Il grande rispetto per gli equilibri che ci sono in tutti gli elementi vitali dove solo la bellezza potrebbe avere il sopravvento e dove il lavoro, lo scandire giusto dei ritmi e del tempo riesce a portare alla ricerca di risultati sconosciuti e insperati. In questi cinque anni abbiamo controllato, abbiamo aspettato i sapori ed i profumi con la giusta pazienza, certi di aver fatto il nostro lavoro nella maniera più giusta e per questo fiduciosi di risultati soddisfacenti. Non esiste solo la vigna. C’è il paesaggio fatto di bosco, di filari di piante, di acque sorgive che passano chiare nei ruscelli, di siepi e di tantissimi animali. La biodiversità ne aumenta il valore e dà la piena capacità alla terra di rigenerarsi e mantenere il proprio equilibrio.
Produrre in modo sostenibile vuol dire garantire la continuità del processo, limitare l’impatto ambientale mantenendo inalterato il territorio.
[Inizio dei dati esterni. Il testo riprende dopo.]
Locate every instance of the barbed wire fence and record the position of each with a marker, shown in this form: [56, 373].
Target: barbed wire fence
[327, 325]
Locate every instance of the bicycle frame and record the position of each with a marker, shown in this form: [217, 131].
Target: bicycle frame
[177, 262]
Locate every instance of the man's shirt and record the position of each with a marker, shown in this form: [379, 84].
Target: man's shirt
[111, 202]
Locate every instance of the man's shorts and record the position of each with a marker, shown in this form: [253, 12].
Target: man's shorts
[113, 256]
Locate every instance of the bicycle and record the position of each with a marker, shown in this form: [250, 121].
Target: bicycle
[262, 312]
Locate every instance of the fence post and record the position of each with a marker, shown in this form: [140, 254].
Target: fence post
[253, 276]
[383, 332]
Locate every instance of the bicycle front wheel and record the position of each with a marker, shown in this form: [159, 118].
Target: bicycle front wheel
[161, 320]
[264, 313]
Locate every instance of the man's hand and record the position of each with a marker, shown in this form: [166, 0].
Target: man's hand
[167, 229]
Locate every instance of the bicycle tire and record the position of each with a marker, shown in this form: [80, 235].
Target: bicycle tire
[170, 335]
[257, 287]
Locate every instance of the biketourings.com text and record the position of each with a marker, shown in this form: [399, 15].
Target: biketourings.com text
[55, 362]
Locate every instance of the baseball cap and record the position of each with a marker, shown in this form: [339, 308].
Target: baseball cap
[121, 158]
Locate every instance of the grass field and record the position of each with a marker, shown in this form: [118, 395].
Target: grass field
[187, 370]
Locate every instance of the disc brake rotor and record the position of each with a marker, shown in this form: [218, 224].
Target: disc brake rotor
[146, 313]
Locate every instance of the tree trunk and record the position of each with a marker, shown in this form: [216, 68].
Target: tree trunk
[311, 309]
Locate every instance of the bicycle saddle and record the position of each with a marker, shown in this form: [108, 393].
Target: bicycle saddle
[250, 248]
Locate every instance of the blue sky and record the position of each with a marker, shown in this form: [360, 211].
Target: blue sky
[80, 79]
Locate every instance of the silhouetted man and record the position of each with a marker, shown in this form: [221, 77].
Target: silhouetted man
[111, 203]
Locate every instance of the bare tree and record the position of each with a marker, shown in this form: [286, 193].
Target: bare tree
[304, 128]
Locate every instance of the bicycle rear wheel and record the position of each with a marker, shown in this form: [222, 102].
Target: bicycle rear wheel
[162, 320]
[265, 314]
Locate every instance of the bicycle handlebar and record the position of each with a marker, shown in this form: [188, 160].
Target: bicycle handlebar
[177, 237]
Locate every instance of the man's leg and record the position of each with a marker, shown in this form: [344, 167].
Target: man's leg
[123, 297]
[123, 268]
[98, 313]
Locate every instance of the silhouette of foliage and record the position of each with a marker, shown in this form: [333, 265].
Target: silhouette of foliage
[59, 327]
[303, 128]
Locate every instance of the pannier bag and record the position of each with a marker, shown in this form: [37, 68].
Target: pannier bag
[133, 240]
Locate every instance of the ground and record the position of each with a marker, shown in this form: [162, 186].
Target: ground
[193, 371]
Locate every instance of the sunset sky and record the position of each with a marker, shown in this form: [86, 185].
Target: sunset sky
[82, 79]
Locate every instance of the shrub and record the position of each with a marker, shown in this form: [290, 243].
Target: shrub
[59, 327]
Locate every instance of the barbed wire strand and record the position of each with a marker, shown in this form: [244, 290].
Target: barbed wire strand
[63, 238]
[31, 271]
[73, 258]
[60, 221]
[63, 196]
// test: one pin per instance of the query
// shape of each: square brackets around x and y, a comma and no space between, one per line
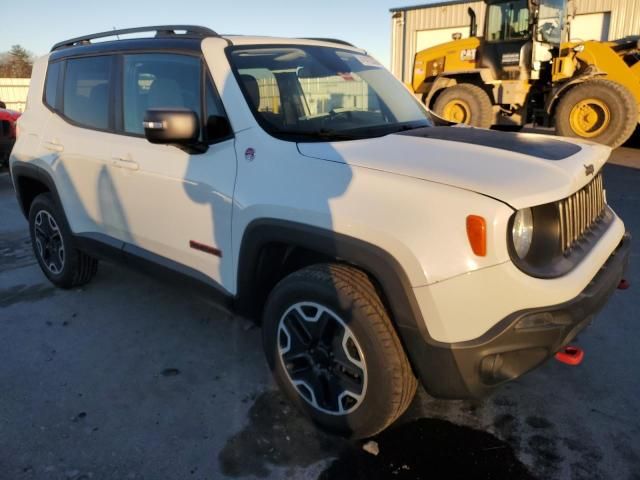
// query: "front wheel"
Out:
[599,110]
[334,352]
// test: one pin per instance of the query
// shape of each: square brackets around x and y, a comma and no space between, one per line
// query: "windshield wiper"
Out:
[322,134]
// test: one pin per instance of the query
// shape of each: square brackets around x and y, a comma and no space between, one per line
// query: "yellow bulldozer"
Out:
[525,69]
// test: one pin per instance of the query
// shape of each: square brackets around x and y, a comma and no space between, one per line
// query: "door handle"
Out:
[124,162]
[53,146]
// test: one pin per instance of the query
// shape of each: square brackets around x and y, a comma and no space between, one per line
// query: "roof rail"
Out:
[330,40]
[161,30]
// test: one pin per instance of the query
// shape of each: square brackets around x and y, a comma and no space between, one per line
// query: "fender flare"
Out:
[25,170]
[425,354]
[374,260]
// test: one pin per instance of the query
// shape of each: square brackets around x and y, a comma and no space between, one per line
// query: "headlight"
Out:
[522,232]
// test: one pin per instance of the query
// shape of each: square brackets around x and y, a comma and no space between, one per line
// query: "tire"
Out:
[465,103]
[352,327]
[598,110]
[63,264]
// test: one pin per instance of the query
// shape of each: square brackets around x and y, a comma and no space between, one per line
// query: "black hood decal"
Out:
[542,147]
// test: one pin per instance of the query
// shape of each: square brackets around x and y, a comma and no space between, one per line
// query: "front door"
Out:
[178,202]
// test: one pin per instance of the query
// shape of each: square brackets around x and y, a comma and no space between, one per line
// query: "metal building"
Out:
[418,27]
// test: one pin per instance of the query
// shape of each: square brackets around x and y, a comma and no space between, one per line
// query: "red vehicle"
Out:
[8,121]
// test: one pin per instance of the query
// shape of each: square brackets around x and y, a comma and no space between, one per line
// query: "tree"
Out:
[16,63]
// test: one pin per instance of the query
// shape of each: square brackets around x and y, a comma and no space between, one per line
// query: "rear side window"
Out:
[86,91]
[51,87]
[159,80]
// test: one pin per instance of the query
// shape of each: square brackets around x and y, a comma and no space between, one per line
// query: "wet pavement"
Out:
[134,378]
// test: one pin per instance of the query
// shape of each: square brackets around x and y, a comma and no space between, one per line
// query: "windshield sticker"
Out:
[368,61]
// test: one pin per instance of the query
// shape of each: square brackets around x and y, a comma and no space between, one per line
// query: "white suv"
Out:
[307,187]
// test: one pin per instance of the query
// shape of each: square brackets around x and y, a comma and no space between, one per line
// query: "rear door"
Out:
[79,135]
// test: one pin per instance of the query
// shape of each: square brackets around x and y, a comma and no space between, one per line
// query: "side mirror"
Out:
[218,127]
[171,125]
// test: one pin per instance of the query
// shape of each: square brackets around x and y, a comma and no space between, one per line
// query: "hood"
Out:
[520,169]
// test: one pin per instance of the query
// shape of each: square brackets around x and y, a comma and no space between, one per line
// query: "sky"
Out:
[38,24]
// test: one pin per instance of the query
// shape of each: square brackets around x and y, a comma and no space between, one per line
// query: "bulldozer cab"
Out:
[521,36]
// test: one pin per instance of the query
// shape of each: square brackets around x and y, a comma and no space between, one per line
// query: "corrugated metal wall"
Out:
[625,15]
[625,20]
[13,92]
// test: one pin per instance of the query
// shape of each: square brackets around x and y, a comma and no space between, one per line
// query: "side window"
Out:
[86,91]
[262,89]
[159,80]
[218,126]
[51,86]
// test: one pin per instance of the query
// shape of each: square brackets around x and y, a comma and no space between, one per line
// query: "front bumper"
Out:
[518,343]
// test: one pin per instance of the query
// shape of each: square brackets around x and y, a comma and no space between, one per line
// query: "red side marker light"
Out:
[570,355]
[477,234]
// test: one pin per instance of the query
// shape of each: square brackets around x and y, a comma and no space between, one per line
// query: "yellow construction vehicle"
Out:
[525,69]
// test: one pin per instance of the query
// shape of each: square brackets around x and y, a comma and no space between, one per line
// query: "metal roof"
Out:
[428,5]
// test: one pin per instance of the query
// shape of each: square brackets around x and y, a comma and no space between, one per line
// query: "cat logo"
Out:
[468,55]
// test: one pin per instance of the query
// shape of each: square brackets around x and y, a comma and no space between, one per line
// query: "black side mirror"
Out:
[218,127]
[171,126]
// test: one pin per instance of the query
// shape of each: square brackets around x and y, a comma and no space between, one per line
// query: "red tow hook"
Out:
[570,355]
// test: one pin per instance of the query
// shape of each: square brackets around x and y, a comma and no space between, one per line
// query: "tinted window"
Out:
[216,129]
[158,80]
[51,88]
[86,91]
[508,21]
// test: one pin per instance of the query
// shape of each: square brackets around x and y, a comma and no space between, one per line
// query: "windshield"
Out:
[551,21]
[323,93]
[508,21]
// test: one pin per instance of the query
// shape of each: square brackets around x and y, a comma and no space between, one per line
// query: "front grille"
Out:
[580,212]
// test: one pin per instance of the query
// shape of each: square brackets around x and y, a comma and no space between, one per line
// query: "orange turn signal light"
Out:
[477,234]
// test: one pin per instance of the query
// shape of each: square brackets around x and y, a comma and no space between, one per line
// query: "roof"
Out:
[429,5]
[171,37]
[251,40]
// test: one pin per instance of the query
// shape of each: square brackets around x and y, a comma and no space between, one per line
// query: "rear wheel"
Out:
[465,103]
[334,352]
[599,110]
[61,262]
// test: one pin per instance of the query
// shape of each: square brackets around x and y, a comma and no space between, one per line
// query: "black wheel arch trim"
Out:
[425,354]
[26,170]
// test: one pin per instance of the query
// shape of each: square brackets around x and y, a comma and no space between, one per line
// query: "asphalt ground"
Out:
[132,377]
Andrea, tu sei padre di due figli. Come vedi il loro futuro?
Produrre in modo sostenibile vuole dire rispetto, vuole dire pensare alle prossime generazioni, significa garantire un futuro ai nostri figli e tutelare i patrimoni del nostro paesaggio e del nostro territorio.
Andrea, sei un campione che ci invidia tutto il mondo. E ora possiamo dirlo, anche campione di ‘brindisi’. Qual è tra quelli che produci il tuo vino preferito?
Il vino è un prodotto molto esaltante che però va sempre preso con moderazione. Mi piacciono un po’ tutti, dipende poi dall’abbinamento dei cibi.
Questa tua nuova avventura è sintetizzata nel motto “Non nisi per ardua” che dà anche il nome ad uno dei tuoi vini, l’Arduo. Qual è l’origine di questa frase?
Questo motto sintetizza la ricerca a mettersi in discussione quando le cose diventano difficili per non dire ”ardite”. E’ un invito a trovare le forze interiori per raggiungere quella meta quasi impossibile e per questo più intrigante. E’ la consapevolezza che solo con grande forza d’animo e grande concentrazione si arriverà al successo dell’impresa.
Dopo dieci anni di Milan, la Juventus. Come hai vissuto questo cambiamento?
Le stagioni passano per cui anche la casacca di una squadra può cambiare, ciò che non deve cambiare è la voglia di essere sempre protagonisti e di mettersi in discussione per raggiungere i propri obiettivi, sapendo, come sempre, che dedicheremo il massimo di noi stessi.